Na noite da última quarta-feira, 21 de setembro, a Academia de Medicina de São Paulo promoveu um Encontro de Academias da Região Sudeste. Mediada por José Gomes do Amaral, presidente da AMSP e da Associação Paulista de Medicina (APM), a reunião on-line teve como tema “A Psiquiatria do passado, presente e futuro”, debatido por especialistas de renome da área.
Iniciando a sessão, Amaral agradeceu a participação de todos e salientou a importância do evento para aproximação e criação de vínculos entre as Academias da Medicina, bem como a discussão de uma relevante temática. “Este encontro é uma proposta da Federação Brasileira das Academias de Medicina (FBAM), que inicia um ciclo de reuniões com diferentes especialidades médicas. Decidimos iniciar com a Psiquiatria pois estamos vivendo um mês de conscientização sobre a saúde mental, sendo também um momento muito relevante para a Psiquiatria brasileira como um todo, por meio de sua evolução e constantes inovações.”
Representando a FBAM, Álvaro Antônio Melo Machado, vice-presidente da entidade, apontou que a temática é extremamente pertinente e de muita significância, tendo em vista os avanços na Psiquiatria contemporânea, progressos evidentes nas Neurociências e em pesquisas genéticas. “Temos uma frequente atração de jovens médicos interessados pela especialidade e, por outro lado, também notamos problemas assistenciais importantes, como o caso do setor público, que ainda não oferece uma resposta homogênea e estruturada às necessidades dos portadores de transtornos psiquiátricos, que recorrem ao SUS como sua única condição de atendimento.”
Passado da Psiquiatria
Responsável pela palestra inicial do encontro, Guido Arturo Palomba, psiquiatra forense e diretor Cultural da APM, enfatizou que desde os primórdios da especialidade, a loucura sempre existiu, explicando também que, no passado, doenças mentais eram vistas como possessões diabólicas.
“E como ninguém gosta de diabo por perto, doentes mentais embarcavam em navios, também conhecidos como naus dos loucos, que os levavam para lugares longínquos e lá ficavam à própria sorte. Isso ocorreu até Johann Weyer, ocultista e demonologista, fazer o extraordinário, comprovando que aquilo não era possessão demoníaca. Entretanto, o especialista não soube definir e explicar o que realmente causava aquela condição nos indivíduos”, pontuou Palomba.

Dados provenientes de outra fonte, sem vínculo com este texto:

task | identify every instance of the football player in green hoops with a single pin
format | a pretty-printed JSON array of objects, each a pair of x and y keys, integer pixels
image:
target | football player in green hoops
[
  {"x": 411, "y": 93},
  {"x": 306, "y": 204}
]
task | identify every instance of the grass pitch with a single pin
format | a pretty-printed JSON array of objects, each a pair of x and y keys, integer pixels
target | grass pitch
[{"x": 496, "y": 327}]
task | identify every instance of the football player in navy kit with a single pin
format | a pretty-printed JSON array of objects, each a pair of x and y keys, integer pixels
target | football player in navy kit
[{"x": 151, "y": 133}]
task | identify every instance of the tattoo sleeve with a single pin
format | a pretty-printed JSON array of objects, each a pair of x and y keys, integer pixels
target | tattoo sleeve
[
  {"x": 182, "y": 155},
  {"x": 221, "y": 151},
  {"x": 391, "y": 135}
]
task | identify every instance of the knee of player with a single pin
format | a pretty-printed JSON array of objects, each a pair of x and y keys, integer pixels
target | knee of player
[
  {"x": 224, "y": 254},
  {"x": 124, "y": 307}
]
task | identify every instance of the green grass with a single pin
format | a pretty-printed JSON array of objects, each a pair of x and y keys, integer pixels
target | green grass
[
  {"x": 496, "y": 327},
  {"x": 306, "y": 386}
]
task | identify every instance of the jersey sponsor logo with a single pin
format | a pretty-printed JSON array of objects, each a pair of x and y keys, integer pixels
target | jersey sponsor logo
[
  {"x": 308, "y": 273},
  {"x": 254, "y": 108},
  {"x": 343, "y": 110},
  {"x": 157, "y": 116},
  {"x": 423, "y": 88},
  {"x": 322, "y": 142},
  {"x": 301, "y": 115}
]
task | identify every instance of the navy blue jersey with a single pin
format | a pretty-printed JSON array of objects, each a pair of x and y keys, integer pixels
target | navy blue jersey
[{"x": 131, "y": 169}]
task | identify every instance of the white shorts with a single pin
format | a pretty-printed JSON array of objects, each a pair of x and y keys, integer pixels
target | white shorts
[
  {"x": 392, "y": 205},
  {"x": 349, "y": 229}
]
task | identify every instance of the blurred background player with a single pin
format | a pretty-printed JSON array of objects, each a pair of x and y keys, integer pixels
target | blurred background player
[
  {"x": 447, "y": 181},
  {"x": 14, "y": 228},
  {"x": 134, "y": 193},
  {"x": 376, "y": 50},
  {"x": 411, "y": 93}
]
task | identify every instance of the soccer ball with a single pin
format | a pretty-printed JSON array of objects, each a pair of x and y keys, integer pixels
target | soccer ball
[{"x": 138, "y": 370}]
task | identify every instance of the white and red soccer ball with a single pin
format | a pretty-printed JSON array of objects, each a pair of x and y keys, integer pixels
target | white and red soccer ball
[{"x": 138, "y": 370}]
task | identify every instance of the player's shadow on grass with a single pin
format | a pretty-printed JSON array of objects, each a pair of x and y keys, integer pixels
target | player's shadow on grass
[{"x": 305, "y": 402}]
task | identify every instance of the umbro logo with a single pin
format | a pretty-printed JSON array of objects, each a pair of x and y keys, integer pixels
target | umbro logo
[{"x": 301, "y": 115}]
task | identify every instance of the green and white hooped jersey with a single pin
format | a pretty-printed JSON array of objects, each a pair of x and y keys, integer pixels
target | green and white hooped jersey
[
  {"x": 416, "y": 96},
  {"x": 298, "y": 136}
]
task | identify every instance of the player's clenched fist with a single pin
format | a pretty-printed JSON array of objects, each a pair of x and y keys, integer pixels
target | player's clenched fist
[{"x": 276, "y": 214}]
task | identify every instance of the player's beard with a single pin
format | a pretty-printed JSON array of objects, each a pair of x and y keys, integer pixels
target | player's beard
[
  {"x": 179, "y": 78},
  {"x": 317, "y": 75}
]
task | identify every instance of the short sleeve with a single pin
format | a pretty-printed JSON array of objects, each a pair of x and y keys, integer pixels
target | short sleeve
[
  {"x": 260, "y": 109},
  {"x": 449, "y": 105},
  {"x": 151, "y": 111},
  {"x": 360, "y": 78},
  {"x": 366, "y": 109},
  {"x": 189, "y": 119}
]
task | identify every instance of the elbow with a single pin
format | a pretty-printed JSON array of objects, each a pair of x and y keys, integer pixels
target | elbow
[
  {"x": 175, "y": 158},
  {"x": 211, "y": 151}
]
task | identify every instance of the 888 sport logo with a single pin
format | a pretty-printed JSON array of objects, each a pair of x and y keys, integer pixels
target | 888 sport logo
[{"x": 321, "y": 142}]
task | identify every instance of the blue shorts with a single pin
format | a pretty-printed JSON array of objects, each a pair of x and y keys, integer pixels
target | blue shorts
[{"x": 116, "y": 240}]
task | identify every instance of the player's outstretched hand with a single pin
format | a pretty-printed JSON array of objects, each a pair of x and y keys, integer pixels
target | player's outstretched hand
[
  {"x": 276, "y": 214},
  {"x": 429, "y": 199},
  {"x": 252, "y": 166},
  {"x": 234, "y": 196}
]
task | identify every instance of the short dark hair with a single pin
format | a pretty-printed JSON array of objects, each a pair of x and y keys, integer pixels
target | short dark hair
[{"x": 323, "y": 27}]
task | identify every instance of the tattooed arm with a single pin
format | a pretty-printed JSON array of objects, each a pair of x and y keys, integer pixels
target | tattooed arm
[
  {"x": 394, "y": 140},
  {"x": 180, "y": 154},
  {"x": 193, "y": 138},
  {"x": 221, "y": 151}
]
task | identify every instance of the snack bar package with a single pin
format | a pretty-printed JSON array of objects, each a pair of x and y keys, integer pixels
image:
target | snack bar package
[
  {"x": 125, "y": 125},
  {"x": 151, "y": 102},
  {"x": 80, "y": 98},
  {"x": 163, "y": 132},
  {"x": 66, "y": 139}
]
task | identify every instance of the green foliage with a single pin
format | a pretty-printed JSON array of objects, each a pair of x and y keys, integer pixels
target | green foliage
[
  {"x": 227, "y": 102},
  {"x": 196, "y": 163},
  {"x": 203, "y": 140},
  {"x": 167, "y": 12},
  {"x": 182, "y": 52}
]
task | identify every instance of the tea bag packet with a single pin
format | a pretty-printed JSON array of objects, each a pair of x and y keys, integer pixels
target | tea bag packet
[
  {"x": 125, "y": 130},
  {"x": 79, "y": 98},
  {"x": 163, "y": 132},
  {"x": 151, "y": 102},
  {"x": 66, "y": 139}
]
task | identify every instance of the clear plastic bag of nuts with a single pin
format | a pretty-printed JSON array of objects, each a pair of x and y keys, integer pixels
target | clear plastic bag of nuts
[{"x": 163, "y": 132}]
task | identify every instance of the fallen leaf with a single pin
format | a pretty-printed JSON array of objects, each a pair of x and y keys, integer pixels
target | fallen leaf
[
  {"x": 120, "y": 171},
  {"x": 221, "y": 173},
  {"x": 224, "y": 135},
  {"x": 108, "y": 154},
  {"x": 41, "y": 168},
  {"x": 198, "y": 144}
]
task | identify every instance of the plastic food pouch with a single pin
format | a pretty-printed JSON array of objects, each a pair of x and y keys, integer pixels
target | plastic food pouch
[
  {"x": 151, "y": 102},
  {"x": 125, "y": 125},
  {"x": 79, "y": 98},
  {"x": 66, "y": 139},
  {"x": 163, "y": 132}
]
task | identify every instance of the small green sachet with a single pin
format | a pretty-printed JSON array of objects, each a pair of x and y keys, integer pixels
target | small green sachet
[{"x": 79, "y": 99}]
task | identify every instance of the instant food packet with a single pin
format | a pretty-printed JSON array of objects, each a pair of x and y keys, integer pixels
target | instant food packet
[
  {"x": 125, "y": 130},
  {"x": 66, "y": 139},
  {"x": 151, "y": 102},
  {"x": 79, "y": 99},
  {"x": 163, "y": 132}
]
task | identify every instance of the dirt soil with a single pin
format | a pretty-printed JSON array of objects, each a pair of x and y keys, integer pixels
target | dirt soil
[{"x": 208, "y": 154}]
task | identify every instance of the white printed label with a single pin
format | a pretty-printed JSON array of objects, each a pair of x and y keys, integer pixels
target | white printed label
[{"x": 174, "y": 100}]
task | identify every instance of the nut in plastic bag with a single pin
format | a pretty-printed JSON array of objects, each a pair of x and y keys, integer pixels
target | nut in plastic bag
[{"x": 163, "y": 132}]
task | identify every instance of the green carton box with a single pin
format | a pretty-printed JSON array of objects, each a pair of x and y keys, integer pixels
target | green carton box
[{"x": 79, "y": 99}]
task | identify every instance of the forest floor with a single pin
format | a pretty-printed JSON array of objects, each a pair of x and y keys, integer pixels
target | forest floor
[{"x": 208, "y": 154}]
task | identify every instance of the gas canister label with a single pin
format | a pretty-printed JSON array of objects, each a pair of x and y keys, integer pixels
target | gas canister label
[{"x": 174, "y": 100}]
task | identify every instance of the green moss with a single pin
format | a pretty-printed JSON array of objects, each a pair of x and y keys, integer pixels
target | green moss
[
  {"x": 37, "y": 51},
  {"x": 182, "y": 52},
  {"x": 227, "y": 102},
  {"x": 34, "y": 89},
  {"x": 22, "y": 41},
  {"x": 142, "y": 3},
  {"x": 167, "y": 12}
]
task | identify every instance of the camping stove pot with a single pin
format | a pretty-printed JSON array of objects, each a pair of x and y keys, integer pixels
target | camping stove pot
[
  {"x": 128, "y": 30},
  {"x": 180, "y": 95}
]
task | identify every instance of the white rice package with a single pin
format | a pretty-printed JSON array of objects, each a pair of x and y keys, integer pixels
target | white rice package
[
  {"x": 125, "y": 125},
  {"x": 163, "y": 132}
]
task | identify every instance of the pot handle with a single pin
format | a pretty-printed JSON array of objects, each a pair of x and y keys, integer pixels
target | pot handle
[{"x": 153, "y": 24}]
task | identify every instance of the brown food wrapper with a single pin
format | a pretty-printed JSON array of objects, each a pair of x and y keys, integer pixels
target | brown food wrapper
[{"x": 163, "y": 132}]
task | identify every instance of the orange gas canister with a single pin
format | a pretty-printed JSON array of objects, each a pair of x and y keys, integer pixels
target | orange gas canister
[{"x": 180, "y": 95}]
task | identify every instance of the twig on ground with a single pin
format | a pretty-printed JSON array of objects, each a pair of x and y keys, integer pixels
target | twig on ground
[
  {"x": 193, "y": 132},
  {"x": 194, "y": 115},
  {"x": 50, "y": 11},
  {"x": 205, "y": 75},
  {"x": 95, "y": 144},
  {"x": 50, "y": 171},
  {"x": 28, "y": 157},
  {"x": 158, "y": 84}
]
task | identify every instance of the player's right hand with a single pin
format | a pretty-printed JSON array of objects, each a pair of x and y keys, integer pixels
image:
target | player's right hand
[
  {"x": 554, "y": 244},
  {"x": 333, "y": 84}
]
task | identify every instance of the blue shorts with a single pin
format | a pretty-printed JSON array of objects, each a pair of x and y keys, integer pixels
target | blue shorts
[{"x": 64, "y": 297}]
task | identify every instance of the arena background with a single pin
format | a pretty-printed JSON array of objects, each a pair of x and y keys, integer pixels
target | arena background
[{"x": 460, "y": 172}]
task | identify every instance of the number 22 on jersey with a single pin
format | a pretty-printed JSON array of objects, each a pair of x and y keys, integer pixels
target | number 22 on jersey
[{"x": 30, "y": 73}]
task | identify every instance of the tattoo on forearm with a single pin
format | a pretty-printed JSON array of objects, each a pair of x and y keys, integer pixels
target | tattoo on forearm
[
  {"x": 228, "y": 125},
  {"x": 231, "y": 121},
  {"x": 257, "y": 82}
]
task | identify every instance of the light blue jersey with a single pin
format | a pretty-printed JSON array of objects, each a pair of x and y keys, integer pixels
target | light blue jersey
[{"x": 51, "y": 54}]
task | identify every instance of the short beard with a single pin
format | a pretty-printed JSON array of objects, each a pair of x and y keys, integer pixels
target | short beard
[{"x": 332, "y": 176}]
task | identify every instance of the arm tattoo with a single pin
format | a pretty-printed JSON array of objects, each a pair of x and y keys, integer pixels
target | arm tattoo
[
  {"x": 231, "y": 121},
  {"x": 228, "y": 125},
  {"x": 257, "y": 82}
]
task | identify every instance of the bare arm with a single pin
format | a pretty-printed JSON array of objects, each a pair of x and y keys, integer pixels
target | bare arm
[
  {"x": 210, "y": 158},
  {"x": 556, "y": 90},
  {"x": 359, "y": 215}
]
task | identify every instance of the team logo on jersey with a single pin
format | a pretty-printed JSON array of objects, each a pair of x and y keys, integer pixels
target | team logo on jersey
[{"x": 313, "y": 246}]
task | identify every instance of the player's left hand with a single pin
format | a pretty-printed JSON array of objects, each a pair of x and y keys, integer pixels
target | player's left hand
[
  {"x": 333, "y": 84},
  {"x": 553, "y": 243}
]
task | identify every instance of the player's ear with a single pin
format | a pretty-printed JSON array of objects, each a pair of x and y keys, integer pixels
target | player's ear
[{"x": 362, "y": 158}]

Em meados do século XVII, pessoas com doenças mentais eram trancafiadas em casas de internação, pois muitos diziam que elas serviam para o trabalho, o que ocorreu até o final do século XVIII. “Existe um capítulo da história da Psiquiatria que nem sempre é de conhecimento de todos, algo que aconteceu em uma cidade pequena a noroeste de Bruxelas, cidade de Geel, também conhecida como a Vila dos Loucos. Lá, os indivíduos faziam novena para Santa Dimpna, a padroeira dos doentes mentais, que dominava a possessão demoníaca, pois a situação daquelas pessoas ainda não era vista como algo médico.”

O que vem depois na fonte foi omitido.